Bootstrapping Hill estimator and tail array sums for regularly varying time series

Abstract

In the extreme value analysis of stationary regularly varying time series, tail array sums form a broad class of statistics suitable to analyze their extremal behavior. This class includes for example, the Hill estimator or estimators of the extremogram and the tail dependence coefficient.

General asymptotic theory for tail array sums has been developed by Rootzén et al. (Ann. Appl. Probab. 8 (1998) 868–885) under mixing conditions and in Kulik et al. (Stochastic Process. Appl. 129 (2019) 4209–4238) for functions of geometrically ergodic Markov chains. A more general framework of cluster functionals is presented in Drees and Rootzén (Ann. Statist. 38 (2010) 2145–2186).

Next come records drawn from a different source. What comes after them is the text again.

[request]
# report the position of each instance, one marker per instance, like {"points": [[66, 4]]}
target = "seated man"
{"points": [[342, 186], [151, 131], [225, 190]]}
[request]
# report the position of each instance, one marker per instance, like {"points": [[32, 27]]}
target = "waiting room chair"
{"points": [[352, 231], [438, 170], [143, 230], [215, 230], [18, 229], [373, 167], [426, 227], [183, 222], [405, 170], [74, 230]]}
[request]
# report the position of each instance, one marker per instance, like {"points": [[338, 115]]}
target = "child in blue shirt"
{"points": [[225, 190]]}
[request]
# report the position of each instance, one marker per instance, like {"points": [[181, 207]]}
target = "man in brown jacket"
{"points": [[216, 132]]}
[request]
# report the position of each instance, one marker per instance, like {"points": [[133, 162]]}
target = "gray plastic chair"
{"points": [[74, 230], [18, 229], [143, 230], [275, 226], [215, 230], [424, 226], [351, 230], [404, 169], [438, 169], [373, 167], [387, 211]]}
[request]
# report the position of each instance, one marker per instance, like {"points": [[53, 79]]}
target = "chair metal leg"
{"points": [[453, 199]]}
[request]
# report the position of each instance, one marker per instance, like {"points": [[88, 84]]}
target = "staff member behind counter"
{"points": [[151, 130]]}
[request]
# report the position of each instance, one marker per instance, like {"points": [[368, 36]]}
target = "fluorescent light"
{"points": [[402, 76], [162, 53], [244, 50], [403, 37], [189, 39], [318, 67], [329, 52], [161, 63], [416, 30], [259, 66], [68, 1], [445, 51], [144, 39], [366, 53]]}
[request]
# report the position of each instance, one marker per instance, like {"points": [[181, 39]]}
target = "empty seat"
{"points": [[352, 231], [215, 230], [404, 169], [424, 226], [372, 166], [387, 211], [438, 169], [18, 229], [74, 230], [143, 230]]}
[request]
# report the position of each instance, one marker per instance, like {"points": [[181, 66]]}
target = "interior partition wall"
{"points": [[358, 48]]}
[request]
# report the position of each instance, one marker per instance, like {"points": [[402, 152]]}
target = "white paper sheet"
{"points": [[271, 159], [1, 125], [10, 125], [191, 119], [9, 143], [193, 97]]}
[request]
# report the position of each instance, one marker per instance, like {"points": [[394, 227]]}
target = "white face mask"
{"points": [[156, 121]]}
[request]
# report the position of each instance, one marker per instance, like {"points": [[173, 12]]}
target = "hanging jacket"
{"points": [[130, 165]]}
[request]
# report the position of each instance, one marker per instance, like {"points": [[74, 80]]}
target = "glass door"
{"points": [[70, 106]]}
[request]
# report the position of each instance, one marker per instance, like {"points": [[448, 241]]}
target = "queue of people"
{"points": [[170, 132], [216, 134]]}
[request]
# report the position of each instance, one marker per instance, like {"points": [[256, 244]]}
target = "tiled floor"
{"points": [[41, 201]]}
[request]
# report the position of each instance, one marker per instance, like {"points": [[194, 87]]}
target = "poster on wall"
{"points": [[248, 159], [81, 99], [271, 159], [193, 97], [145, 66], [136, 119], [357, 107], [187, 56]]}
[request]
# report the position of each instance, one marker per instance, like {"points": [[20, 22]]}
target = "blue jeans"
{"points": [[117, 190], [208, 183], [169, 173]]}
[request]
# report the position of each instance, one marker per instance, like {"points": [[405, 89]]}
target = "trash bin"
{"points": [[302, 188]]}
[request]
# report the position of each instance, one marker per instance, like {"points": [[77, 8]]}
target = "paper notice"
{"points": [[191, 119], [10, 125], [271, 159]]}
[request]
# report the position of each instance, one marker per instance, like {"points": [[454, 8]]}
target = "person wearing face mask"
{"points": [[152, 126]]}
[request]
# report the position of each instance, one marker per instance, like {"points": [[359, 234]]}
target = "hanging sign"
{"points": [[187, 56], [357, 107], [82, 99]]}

However, the resulting limiting distributions turn out to be very complex and cumbersome to estimate as they usually depend on the whole extremal dependence structure of the time series. Hence, a suitable bootstrap procedure is desired, but available bootstrap consistency results for tail array sums are scarce. In this paper, following Drees (Drees (2015)), we consider a multiplier block bootstrap to estimate the limiting distribution of tail array sums. We prove that, conditionally on the data, an appropriately constructed multiplier block bootstrap statistic converges to the correct limiting distribution. Interestingly, in contrast, it turns out that an apparently natural, but naïve application of the multiplier block bootstrap scheme does not yield the correct limit.

In simulations, we provide numerical evidence of our theoretical findings and illustrate the superiority of the proposed multiplier block bootstrap over some obvious competitors. The proposed bootstrap scheme proves to be computationally efficient in comparison to other approaches.